Liz Jones (1958) heeft een dagboekcolumn in The Daily Mail waarin ze over haar leven als alleenstaande vrouw schrijft.
18 september 2010. In which I date two men in a week.
I have only ever once, in my extremely long life, been involved with two men at once. The first time was in April 2000 when, during one heady weekend, I (and thanks to my friend Michelle for bestowing upon me this immortal phrase) ‘double parked’. Even the words sound quite rude, don’t they? What happened during that weekend was that, on the Friday, I went for dinner with Kevin the Osama Bin Laden lookalike, after which we had sex (I don’t really like having sex after meals. My stomach looks distended and I’d always thought it dangerous. My husband would later tell me sagely, ‘No, Chubby Chubs, you’re confusing sex with swimming.’).
Then, on the Saturday night, I drove to Stoke Newington, in North London, to Rasa, my favourite restaurant in the whole wide world, and had my first date with Nirpal. He was very sweet: attentive (ie, he wasn’t texting other women on his phone), and I seem to remember we split the bill. Anyway, because I was on a bit of a roll, I drove him to my house in Hackney and we had sex. On the first date!
Now I’m double parking again. Not in one weekend, oh dear me no, but in one week, which is pretty miraculous given my romantic track record. After the Norfolk mini break, I saw the Rock Star again, just once. He’d been fishing for an invitation to my farm, given that he has heard (and read) so much about it, but I don’t feel ready for that. I had learnt my lesson from Husband Number One and wanted to keep a tiny smidgen of myself private (please, no hollow laughter).
Also, I didn’t want to introduce the collies, and Mini Kevin, and the Ferals (Smudgealike has a broken leg – God only knows how it happened; playing football?

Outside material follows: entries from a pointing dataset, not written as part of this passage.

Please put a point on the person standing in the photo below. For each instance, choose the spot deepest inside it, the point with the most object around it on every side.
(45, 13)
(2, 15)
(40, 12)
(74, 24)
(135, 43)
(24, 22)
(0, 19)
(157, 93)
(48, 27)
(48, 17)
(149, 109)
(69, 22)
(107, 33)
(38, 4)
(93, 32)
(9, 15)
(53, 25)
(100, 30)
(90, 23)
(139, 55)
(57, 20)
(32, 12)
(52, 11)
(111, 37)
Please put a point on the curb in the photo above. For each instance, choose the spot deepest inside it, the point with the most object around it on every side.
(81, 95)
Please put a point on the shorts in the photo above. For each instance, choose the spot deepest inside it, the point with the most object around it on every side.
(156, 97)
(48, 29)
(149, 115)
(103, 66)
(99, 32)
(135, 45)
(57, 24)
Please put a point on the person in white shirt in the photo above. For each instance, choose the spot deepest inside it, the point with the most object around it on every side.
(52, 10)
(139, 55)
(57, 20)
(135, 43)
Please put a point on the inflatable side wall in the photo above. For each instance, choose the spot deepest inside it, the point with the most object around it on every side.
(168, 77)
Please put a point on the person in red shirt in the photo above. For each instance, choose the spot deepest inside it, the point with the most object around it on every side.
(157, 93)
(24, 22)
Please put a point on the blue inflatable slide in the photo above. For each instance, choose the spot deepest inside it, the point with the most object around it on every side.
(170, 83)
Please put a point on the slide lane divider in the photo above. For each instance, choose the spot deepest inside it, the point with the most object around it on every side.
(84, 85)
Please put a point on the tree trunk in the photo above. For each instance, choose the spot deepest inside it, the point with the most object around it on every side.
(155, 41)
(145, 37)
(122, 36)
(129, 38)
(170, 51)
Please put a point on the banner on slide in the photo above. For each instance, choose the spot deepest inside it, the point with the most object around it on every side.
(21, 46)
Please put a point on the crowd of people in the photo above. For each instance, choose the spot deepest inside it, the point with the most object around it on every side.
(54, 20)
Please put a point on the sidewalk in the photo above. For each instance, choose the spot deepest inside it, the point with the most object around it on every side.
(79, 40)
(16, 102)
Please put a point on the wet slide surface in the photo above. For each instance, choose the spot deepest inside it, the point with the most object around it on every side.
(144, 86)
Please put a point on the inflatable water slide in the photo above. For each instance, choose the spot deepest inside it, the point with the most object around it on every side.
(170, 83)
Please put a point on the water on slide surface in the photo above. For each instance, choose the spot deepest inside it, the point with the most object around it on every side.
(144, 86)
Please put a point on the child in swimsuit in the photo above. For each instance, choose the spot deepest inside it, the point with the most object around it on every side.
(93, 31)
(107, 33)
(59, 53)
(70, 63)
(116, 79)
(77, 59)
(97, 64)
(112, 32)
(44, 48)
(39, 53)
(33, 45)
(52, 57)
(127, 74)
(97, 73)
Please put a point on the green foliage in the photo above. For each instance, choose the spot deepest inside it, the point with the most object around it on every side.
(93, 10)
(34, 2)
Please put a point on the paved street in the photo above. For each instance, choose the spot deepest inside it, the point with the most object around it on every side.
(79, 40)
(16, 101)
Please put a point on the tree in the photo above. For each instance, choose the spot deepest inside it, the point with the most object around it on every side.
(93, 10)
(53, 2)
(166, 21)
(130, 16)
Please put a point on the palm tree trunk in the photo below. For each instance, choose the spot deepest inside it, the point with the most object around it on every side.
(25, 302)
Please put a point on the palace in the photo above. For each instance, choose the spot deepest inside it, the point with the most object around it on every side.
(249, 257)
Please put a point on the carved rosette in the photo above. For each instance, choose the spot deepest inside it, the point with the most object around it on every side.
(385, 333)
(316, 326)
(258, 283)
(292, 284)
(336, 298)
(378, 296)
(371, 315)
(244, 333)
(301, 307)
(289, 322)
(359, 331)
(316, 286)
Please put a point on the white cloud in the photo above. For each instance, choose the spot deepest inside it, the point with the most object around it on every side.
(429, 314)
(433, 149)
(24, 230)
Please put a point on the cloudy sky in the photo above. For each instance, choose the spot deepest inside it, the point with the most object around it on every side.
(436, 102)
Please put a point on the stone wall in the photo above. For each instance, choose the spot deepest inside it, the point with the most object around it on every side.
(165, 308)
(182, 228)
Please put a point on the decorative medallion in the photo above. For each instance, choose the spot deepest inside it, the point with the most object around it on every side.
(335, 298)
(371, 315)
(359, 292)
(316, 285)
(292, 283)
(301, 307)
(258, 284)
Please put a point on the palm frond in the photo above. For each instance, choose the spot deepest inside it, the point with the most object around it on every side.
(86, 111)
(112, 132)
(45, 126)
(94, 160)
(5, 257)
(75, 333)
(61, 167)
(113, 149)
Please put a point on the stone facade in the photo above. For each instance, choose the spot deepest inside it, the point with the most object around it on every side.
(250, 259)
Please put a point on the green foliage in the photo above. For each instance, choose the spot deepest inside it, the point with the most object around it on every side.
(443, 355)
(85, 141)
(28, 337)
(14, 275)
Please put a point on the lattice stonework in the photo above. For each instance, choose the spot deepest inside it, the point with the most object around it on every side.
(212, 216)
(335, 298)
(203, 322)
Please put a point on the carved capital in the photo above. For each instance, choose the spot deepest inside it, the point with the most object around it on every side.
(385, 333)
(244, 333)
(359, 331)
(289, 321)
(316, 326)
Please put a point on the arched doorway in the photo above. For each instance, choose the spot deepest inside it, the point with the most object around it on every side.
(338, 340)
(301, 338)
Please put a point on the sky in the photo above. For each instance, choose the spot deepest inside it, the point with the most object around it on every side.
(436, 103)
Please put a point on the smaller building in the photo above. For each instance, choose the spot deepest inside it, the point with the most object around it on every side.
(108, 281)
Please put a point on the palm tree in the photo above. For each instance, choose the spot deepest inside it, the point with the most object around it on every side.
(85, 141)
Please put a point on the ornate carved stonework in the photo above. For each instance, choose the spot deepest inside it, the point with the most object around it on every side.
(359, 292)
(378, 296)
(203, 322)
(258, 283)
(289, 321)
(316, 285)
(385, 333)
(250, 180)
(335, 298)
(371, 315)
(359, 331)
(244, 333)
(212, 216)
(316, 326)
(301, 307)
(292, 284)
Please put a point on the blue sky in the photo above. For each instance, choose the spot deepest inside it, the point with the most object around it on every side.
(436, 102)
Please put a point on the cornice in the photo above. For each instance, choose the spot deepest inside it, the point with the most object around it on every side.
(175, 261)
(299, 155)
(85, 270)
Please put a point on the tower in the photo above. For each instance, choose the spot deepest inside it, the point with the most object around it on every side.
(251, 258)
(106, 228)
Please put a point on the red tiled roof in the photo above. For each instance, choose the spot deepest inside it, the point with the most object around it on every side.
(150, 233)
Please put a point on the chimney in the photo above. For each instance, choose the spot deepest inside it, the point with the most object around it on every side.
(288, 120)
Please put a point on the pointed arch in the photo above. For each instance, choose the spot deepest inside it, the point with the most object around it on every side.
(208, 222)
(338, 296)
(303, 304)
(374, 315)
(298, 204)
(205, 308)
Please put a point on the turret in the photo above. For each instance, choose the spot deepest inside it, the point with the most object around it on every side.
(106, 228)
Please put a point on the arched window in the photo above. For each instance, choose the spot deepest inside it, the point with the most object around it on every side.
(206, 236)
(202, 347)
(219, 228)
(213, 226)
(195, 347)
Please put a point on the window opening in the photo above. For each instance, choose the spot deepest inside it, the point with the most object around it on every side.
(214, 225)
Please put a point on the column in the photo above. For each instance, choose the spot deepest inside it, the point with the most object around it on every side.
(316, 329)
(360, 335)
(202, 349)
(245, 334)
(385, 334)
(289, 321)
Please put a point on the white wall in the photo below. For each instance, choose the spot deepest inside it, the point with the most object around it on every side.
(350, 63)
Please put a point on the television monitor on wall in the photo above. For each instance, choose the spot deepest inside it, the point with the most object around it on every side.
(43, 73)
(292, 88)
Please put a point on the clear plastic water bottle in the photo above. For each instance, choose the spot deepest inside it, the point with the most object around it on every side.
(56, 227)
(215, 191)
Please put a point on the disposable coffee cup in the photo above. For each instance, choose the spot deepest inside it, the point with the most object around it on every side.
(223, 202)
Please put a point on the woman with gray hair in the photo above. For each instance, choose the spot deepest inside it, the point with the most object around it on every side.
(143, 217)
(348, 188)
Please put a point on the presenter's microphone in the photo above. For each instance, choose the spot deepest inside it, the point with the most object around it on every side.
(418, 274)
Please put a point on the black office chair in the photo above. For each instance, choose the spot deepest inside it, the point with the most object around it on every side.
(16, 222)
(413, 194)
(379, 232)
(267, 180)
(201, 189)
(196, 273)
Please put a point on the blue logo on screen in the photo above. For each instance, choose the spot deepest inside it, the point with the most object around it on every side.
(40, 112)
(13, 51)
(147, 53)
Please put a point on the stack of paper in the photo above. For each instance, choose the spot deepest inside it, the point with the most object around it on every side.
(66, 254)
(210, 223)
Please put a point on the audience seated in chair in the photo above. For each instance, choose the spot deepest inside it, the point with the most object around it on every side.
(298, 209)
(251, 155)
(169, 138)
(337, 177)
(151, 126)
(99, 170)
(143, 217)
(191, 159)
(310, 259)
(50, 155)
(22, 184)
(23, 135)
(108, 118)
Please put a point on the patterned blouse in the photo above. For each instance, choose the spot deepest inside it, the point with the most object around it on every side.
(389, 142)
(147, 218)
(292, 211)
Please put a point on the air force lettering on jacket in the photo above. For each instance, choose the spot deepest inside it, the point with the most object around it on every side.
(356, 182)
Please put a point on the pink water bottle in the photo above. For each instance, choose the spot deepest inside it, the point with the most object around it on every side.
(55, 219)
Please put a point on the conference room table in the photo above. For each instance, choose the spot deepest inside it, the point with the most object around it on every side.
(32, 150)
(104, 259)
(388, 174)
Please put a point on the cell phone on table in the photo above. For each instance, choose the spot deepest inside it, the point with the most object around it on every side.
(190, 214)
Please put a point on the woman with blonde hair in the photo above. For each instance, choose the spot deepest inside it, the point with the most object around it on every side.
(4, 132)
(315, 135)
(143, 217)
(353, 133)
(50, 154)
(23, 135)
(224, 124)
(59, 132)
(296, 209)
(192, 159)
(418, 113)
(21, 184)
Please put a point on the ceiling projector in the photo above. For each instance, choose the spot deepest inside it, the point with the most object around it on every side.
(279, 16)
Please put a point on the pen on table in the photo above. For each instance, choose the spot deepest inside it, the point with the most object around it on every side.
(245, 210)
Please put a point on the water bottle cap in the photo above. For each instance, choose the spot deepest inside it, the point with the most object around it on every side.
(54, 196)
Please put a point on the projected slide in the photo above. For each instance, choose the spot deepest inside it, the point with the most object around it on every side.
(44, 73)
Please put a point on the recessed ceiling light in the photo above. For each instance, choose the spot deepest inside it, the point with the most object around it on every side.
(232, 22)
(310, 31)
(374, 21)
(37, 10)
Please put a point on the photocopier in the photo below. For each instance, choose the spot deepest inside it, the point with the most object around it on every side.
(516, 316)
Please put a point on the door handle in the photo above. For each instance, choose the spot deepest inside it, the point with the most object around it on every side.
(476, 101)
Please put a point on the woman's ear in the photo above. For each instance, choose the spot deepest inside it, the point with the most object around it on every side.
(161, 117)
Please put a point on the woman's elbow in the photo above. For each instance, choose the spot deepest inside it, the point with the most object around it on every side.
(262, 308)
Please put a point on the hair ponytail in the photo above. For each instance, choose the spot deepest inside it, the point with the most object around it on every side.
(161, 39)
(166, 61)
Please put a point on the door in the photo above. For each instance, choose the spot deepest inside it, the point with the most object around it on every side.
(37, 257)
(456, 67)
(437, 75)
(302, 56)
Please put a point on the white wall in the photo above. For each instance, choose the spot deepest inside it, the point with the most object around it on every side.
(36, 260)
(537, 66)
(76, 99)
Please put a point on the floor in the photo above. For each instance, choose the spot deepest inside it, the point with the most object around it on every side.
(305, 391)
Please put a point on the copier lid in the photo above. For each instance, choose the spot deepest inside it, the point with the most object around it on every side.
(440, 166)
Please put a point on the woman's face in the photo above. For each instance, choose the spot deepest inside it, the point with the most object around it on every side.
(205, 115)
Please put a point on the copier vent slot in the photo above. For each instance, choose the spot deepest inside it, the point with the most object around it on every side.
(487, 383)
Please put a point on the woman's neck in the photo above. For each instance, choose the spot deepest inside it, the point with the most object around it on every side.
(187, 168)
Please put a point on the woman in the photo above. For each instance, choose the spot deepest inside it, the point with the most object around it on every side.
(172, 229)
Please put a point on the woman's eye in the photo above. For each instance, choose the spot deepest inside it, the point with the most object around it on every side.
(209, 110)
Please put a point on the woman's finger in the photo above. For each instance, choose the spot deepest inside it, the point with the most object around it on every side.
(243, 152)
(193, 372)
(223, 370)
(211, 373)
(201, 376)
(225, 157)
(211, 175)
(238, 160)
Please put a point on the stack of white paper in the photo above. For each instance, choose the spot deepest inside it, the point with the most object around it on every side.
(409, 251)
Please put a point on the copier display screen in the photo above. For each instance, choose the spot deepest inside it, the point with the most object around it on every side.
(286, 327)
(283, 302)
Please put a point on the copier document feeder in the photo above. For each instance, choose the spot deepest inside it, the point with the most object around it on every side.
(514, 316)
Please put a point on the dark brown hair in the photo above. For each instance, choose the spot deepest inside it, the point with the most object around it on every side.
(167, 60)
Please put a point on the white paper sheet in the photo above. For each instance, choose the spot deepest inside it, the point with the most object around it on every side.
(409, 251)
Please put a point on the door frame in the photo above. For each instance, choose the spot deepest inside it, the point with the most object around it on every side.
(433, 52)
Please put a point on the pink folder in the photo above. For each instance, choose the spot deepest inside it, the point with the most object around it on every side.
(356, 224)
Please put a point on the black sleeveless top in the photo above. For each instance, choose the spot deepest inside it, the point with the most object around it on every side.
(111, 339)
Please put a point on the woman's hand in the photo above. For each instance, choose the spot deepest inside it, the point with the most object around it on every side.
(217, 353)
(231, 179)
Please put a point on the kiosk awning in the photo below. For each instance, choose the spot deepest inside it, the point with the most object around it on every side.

Skiing? – and has to be kept in a cage for six weeks, in plaster; the other cats have all signed it), and Lizzie, and Mummy Sheep, etc etc, to someone new if he’s not going to stick around. I don’t want to confuse them.
So. We met in the bar at Claridge’s. The lovely doorman is getting to know me, and gives me a friendly wink as he gets in my car to valet park it (I know I’m flat broke, but I do love to be valet parked). This was on a Monday, a night of the week I particularly chose because it is the least glamorous night of the week, and most definitely not a date night. The RS didn’t care, though. He kissed the side of my head (I ducked at the last minute in case of paparazzi), and I noticed he was head to toe in beachwear. I quite like that he isn’t intimidated by posh hotel lobbies. We went up to his suite.
‘Ah,’ I said. ‘I’ve been here before.’ It is the loveliest of suites, with a huge terrace. I’d once had tea with the owner of luxury goods label Tod’s here. I told him I wasn’t going to stay the night (not the Tod’s man; I’m not that fond of handbags), mainly because of SAL’s broken leg. ‘You’re kidding me,’ he said. ‘No, I’m not.’ He laughed. This is what I like about him: he takes knock-backs rather well. We had a snogging session on one of the black and white sofas, which I don’t think is actually allowed. And then I got in my sports car and drove the four hours home.
And then, on the Tuesday!
I meet the Man/Boy hybrid. Let me tell you how I prepared for this little assignation. I had a Brazilian, a hair dye, a pedicure, which I haven’t had for three years, an airbrush tan and, um, eyelash extensions. I wore pink patent Prada shoes, and a Dries Van Noten camel ruched jacket over a simple Dries black slip; an outfit I’d road-tested on my husband on a mini break in Morocco many years before but which had had no effect whatsoever (‘Why are you wearing a jacket when it’s boiling?’). I’d booked a lovely room at One Aldwych. I’d chosen this hotel (it’s almost as if I’ve gone mad; please don’t snigger at the word almost) because its lobby is very dark. I look bloody amazing! He turns up. I fancy him like crazy. I know he could be my son but I don’t care. We get in the lift. I double park.